As the contest unfolded, it only got nastier. Washington wielded assassination attempts, military invasion and bacteriological warfare, while Havana pumped guns to Latin American rebels and tried to rally the Third World to cancel their billions owned to Western banks.

But the collapse of the Soviet Bloc--ironically, the end of the Cold War--left Cuba with nothing: no trading partners, no fuel oil, no food, and no currency to buy anything in the world market.

Hungry Cubans tightened their belts at least three notches. The island's economy plummeted so deeply into the economic abyss that, by comparison, the Great Depression looked like a little turbulence.

There was little doubt anywhere that Cuba's revolution was history.

But today it still stands -- and celebrates its fortieth anniversary. They've swallowed their pride and embraced tourism, foreign capitalist investment, and the use of the American dollar as virtually their national currency.

Meanwhile, U.S. stocks began their surge toward record levels, and all talk was of free markets as Washington emerged as the world's undisputed super- power.

Still Havana stubbornly insists it's right.
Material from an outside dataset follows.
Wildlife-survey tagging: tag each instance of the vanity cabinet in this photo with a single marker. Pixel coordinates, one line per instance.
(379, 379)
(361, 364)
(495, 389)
Forget our relative poverty, said Cuba's leaders, we have full employment here -- plus rates of literacy, life expectancy, and suppression of infant mortality equal to the richest country in the world.

And Havana still embraces--with apparent quixotic fervor--the notion that it^Òs world capitalism, not socialism, that is about to collapse. Economic collapse in Asia, Russia and now Brazil prove it, they say.

As for the record levels on Wall Street,they simply show "the world has turned into a gigantic casino where wealth has nothing to do with value," as Fidel declared at the fortieth anniversary celebration. "This society is doomed."

But however unbending their insistence on revoultionary truth, to their credit Cuba's leaders are

But while the U.S. appeared to have triumphed overwhelmingly in the Cold War, the old total embargo on Cuba--and the refusal to extend diplomatic recognition--remained in place.

And so things stand today.

Or at least they did until the new year and its chance for baseball teams from Baltimore and Cuba to play a couple of games.

Yet now comes news that the U.S. is balking at Cuba sending their share of the take at Camden Yards to Central American victims of Hurricane Mitch. Seems they don't want a dime to pass through the hands of the government in Havana -- after all, diplomatically they don't exist as far as Washington's concerned.

Isn't it time to drop all this silliness and start a new game? Of course by rights Washington should start by recognizing the existence of the other side.

But at least let the Orioles and the what--Reds?--go nine innings a couple times. Heck, allow U.S. companies show their stuff by letting them do business there. And let Americans go see just what the opposition has.

What could be easier than that?

Come on guys -- let's play a little ball.